All these systems evolve as you progress, throwing in enhancements like focus (allowing you to slow time for a very short period to steady your aim), or dastardly distractions and modifiers to make hitting the correct phrase more difficult. Fail to shoot down the right statement or use the wrong truth bullet and you will lose your influence with the other students, and when you lose all influence, you’ll lose the game. There is no true penalty for failure, though, other than the shame and annoyance at being forced to start the current debate over again.
It’s an odd mix of mechanics to bring together for a murder mystery, I’ll give you that, but it works so, so well in practice. Even though deep-down I knew the sense of being a master detective was really a lie – cases can only really go one way after all – the class trials became my favourite portion of Danganronpa, with drama and high tension making for compelling narrative as the real story unfolded.
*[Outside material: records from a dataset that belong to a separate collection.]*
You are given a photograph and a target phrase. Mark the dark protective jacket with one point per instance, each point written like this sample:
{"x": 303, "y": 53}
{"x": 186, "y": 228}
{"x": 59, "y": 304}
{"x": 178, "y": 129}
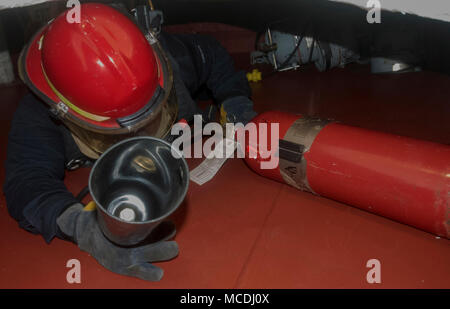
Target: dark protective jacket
{"x": 39, "y": 146}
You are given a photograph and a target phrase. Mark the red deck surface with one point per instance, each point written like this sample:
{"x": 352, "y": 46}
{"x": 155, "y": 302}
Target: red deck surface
{"x": 244, "y": 231}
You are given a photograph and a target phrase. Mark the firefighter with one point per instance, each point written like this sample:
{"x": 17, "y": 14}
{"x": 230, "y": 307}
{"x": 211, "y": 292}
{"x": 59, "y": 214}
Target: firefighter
{"x": 93, "y": 84}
It’s here the strength of the soundtrack really hits home too, as the kooky songs make way for a ridiculously catchy trance number which helps to add much urgency into Danganronpa’s most dramatic component.
Now, fans of Spike Chunsoft’s previous Vita effort, Virtue’s Last Reward, may be disappointed to learn that there is only one ending, but this was absolutely not an issue for me. The reason being that I spent a lot of my time in Virtue’s Last Reward following a particular story path through the choices asked of me, and then near the end I faced a roadblock. To get around it I would have had to set my current progress aside, head back in time to explore the alternative choices just to eventually see the outcomes of my original decisions, and that ultimately killed the experience for me. One ending here meant that I wasn’t forced to abandon the story I’d become invested in, and Danganronpa felt a better experience for it.
Once you’ve finished the main story you’ll have access to a ‘School Life’ mode in which the students are tasked with building back-up units of Monokuma. This is pretty much a menu-based resource management game where you set students to gather the resources required to build new Monokumas, while also trying to keep them all rested and the school clean at the same time. I never felt compelled to devote much time to this mode outside of an exploratory first look, but if you’d like to spend some more time with these characters, then School Life at least offers you that.
Danganronpa: Trigger Happy Havoc is a thrilling little whodunnit that managed to both engross and constantly surprise me for the entirety of its 24 hours. It does start a little on the slow side and that may put some off before it opens into its satisfying and compelling stride, but once it does it buzzes thanks to a charismatic troupe, high suspense and a delightfully evil sense of mirth.
I would never have thought it going in, but this bizarre mix of storytelling, investigation and courtroom action has resulted in one of my favourite Vita games to date.